食利者的安乐死
    2009-06-30        来源:中信出版社

19世纪,被南方邦联债券搞得倾家荡产的人不在少数。但是在美洲,让这些债券投资者大失所望的远不止南方邦联,因为这只代表了最北边的欠债情况。在里奥格兰德河①南部地区,拖欠债款和货币贬值的现象相当普遍。发生在19世纪拉丁美洲的种种迹象从很多方面来说,都暴露了20世纪中期即将到来的最普遍的问题。一部分原因是由于那些最有可能投资债券并能从即息偿付中获利的社会阶层,在当时最禁不住打击。另一部分原因在于,当时的拉丁美洲共和党人较早地发现,如果债券持有者大部分是外来者,那么拖欠造成的伤害就不会那么严重。所以,拉丁美洲早早地发生了债务危机也就并不意外了。18269月,当秘鲁、哥伦比亚、智利、墨西哥、危地马拉和阿根廷这些国家同时拖欠早些年在伦敦发行的债券时,第一次大规模的拉美债务危机爆发了。

在诸多方面,债券市场还是很有威力的。到19世纪晚些时候,拖欠债款的国家面临着许多风险,如经济制裁、财政制约,甚至是军事干预 (至少来自五个方面)。格莱斯顿在1882年威胁埃及,如果埃及政府不能对欧洲(包括他自己)持债人兑现还款承诺,英国将对其发动进攻。从投资者的考虑角度来说,大英帝国对于“新兴市场”的大力支持无疑是一种很好的政治保护,排除了许多风险。在大英帝国之外,也有国家因拖欠债款而受到军事威胁。比如在1902年,由英国、德国和意大利临时组建的海军舰队对委内瑞拉的港口进行了封锁。而在中美和加勒比海地区,美国对其债权人的利益提供了强有力(和有效)的保护。

但从另一个很重要的方面来说,债券市场存在着很多漏洞。
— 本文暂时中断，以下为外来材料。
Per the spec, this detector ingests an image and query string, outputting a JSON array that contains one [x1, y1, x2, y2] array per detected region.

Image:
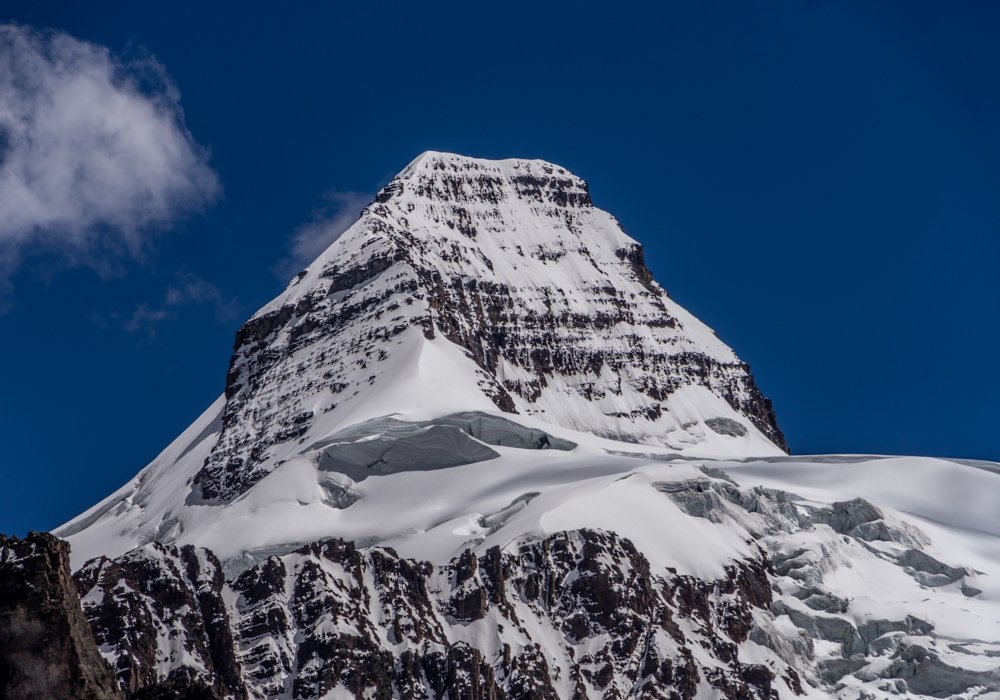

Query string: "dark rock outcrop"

在伦敦城这个19世纪最大的国际金融市场,富有的投资者还是少数。19世纪早期,英国持债人的数量不足250 000人,仅为当时该国人口的2%,而他们拥有的财富则是该国国民收入的两倍还多,他们的收入占到了国民收入的7%左右。1822年,来自国债的利息收入大约占到了英国政府全部公共开支的一半,超过了该国非直接消费税收的2/3。直至1870年,上述比例仍没多大变化,分别为1/3和超过一半。很难想象还有比这个更糟糕的税收制度:许多常用必需品需要征税,用以向少数人支付利息。难怪像威廉·科贝特这样的激进派会奋起抨击。在1830年创作的《骑马乡行记》一书中,科贝特这样写道:“所有的国债、税收和赌博都是导火索,民众很自然地被激怒了……为了人们那点可怜的收入。”他警告说,如果不进行政治改革,整个国家都会毁在“那些向民众放贷以维持这个罪恶社会体制的人们……包括借贷股票经纪人和储蓄经纪人……犹太人和所有征税者”的手里。

如此激烈的言辞并没有动摇那些人(在法国,像食利者这类人,他们从政府公债中获得“年金”收入)的地位。相反,1830年之后的几十年成了这些欧洲食利者们的黄金年代。拖欠变得不那么频繁了。由于金本位制,纸币变得更加可靠。暂且不谈日益普及的公民选举权,食利者们的成功引人注目。储蓄银行(政府经常要求储蓄银行发行公债作为其本金)的日益崛起,真正将社会间接地纳入到了债券市场中。但是,无论是在政治还是社会生活方面,尤其当与经济生活交织在一起时,这些食利者们依然是罗斯柴尔德家族银行、巴林银行、格莱斯通银行的中坚力量。最终将这一切结束的并不是民主制或社会主义的崛起,而是由那些欧洲精英们导致的一次财政货币灾难,这个灾难便是第一次世界大战。